The Letter’s Lost
As another sun rises, more of that loneliness feeling grows. I never thought I would be back to writing but there is so much gym I can do, so much wrenching I can do. I feel every inch of me aching…I’ve turned to you…to write as a means to escape from the world, my hopes, my dreams, my thoughts..
I think I can call this the letter’s lost. Lost in time. Lost in that feeling I once had. That smile I once cracked, That laugh I once heard, That heart beat skip I once felt.
While everyone looks forward to going to bed after a long day, I dread it. While others pray at night for a million things, I simply pray for one…to not dream. To not play back memories, play back smiles, play back words said, feelings shown. I pray to stay in blank, to stay in the dark, because that is where I find my peace.

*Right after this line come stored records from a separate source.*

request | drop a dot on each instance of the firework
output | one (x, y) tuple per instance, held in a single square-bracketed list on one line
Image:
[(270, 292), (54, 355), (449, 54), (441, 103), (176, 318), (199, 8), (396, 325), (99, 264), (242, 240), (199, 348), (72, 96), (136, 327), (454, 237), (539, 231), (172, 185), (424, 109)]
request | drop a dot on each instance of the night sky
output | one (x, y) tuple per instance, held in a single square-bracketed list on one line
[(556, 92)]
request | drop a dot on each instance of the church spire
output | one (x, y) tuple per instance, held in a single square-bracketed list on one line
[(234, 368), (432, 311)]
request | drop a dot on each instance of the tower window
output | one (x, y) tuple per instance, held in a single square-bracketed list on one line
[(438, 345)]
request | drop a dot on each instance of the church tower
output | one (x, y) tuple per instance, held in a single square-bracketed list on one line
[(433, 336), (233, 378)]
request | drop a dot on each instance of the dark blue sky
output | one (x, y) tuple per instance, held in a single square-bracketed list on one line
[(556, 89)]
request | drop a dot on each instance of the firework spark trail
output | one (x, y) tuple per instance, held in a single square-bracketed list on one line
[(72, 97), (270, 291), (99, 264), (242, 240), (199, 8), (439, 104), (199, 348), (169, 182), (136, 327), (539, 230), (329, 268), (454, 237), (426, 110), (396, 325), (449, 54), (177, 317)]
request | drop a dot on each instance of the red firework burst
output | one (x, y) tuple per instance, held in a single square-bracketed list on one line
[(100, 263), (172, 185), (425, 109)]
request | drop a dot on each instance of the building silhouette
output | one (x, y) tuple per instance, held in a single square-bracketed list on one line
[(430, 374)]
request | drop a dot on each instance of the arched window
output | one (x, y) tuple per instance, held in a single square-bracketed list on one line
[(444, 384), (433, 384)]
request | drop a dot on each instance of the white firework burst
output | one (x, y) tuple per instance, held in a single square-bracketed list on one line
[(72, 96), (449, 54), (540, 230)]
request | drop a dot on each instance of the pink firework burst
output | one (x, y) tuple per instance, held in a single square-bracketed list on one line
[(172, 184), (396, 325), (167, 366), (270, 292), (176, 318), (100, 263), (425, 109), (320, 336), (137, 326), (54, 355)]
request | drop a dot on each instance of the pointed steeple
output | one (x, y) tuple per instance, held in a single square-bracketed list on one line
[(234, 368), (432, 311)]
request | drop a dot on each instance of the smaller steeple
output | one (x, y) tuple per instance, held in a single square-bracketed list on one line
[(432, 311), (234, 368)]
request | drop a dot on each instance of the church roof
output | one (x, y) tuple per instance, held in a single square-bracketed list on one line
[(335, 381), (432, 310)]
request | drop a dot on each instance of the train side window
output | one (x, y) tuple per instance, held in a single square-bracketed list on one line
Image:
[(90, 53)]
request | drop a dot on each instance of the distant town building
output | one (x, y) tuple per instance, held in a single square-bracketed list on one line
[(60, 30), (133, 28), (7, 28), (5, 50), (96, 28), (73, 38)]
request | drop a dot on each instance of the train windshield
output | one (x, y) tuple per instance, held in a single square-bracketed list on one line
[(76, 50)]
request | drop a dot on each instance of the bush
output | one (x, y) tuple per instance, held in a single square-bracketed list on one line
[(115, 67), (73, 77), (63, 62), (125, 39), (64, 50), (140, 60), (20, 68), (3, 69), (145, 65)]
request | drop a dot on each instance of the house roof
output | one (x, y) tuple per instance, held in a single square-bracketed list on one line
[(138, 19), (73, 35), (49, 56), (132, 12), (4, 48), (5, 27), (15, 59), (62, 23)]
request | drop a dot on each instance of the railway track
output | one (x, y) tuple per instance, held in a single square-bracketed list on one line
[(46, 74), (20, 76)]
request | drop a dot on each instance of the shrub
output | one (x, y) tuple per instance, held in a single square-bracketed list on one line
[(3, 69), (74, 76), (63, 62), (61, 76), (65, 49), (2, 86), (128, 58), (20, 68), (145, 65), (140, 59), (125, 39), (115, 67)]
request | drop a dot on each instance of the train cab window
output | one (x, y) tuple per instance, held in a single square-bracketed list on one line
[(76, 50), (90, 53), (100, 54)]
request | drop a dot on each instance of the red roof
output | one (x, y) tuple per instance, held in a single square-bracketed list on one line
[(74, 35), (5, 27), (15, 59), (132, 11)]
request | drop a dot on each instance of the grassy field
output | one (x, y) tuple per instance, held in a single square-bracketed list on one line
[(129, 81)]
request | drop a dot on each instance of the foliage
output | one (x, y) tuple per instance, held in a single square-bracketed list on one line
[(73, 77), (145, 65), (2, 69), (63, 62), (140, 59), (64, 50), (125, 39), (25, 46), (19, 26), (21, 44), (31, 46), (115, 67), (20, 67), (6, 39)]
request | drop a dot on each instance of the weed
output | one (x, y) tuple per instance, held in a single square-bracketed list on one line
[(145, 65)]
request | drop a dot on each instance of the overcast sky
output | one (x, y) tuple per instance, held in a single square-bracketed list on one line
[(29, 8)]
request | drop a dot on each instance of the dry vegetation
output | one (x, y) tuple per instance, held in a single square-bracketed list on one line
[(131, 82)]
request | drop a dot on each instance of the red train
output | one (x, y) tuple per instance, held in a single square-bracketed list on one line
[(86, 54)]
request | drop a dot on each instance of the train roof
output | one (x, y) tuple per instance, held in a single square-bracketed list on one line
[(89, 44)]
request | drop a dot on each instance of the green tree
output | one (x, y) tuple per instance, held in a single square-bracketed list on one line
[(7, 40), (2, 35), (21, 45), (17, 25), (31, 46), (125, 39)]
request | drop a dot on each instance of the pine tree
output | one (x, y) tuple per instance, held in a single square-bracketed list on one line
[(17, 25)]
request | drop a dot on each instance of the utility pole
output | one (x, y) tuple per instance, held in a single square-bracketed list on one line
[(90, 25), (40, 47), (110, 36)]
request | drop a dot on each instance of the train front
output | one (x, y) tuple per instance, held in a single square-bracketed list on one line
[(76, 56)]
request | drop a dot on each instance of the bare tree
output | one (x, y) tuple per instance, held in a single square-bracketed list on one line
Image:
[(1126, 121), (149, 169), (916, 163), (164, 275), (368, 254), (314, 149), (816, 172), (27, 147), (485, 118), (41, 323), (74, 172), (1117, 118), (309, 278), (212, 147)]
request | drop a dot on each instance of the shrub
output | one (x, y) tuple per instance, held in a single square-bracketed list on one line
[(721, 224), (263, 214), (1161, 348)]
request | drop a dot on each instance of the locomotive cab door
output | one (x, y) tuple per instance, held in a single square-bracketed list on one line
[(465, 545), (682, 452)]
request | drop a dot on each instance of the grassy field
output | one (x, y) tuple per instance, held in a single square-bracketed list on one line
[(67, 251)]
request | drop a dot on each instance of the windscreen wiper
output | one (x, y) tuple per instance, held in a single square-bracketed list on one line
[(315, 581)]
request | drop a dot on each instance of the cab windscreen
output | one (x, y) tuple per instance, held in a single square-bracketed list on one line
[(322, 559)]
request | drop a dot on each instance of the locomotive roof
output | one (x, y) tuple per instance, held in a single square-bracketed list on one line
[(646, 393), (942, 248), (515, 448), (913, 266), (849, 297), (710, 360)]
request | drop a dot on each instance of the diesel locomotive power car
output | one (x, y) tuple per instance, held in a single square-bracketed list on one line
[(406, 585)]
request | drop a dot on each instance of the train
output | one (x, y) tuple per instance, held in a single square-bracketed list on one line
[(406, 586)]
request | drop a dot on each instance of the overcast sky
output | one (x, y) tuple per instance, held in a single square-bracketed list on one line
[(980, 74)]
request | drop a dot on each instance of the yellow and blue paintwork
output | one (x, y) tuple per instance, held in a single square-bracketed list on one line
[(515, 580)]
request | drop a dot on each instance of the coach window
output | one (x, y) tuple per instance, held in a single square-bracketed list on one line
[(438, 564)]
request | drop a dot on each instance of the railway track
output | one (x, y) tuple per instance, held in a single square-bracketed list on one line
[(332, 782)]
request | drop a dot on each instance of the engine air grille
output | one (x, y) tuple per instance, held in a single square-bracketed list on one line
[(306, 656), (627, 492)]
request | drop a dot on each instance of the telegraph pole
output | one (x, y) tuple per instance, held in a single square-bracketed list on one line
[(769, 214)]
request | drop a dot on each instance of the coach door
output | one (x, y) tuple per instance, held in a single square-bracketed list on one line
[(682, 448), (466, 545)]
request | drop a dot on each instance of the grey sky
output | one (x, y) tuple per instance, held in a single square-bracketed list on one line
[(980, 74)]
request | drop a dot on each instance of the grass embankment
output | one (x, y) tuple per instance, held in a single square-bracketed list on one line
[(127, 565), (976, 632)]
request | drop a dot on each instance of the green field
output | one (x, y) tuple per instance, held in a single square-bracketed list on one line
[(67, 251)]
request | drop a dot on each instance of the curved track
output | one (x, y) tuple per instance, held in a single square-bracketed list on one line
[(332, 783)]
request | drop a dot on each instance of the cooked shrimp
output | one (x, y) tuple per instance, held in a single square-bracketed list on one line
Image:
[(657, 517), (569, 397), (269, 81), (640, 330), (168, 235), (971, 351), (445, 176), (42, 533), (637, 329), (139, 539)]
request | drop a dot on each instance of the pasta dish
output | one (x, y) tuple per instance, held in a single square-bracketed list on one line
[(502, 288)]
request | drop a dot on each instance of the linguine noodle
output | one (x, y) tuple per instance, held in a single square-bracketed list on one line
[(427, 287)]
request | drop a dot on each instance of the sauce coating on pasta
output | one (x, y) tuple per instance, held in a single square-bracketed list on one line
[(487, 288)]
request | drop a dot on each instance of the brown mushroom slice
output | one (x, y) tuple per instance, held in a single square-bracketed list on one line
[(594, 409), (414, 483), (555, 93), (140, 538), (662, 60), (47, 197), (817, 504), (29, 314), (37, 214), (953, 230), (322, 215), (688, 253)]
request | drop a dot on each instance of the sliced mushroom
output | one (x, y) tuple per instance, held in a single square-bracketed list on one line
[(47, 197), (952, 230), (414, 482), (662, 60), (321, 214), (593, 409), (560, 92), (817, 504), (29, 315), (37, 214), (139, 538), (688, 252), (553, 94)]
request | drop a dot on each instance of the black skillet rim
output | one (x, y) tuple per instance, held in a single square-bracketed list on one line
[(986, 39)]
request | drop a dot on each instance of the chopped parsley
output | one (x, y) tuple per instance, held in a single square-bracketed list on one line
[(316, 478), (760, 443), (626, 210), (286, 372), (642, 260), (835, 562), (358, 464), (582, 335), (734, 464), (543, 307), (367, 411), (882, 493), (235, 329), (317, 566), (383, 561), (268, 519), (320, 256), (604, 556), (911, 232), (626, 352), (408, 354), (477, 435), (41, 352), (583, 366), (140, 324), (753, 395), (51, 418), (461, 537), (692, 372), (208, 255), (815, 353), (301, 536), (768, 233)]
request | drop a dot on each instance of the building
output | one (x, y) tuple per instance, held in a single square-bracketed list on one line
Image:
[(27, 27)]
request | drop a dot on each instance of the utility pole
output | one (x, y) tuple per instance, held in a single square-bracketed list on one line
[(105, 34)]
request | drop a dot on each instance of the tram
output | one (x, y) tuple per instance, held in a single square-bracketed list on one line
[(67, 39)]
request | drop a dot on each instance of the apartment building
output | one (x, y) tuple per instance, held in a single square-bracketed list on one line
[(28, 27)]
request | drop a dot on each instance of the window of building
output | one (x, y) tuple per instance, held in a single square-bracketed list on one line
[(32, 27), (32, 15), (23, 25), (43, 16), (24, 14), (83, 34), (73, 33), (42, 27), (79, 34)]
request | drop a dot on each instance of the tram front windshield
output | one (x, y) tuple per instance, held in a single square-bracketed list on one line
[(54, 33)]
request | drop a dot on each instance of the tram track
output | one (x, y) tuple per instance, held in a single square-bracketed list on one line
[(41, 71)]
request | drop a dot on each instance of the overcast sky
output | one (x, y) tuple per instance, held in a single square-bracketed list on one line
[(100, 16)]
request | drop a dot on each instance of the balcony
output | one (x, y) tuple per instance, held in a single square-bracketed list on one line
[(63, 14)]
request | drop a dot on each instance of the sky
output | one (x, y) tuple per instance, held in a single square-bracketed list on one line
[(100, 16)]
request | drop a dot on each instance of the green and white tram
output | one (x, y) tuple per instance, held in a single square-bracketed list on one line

Another day I stand up drink my coffee, and go. My body feels it, forcing myself “go harder” “run faster”. For I wonder how much more my body can take?
For a guy that can find any part, any tech, do anything. Why is the simplest thing like I love you, I miss you, You are my everything, you are my future, so hard to get? So hard to receive? And now so hard to forget?
For I am not perfect, and have my issues, but the one thing I can get right is I love you, I miss you, You are my everything, You are my future, and i can not wait to hold you.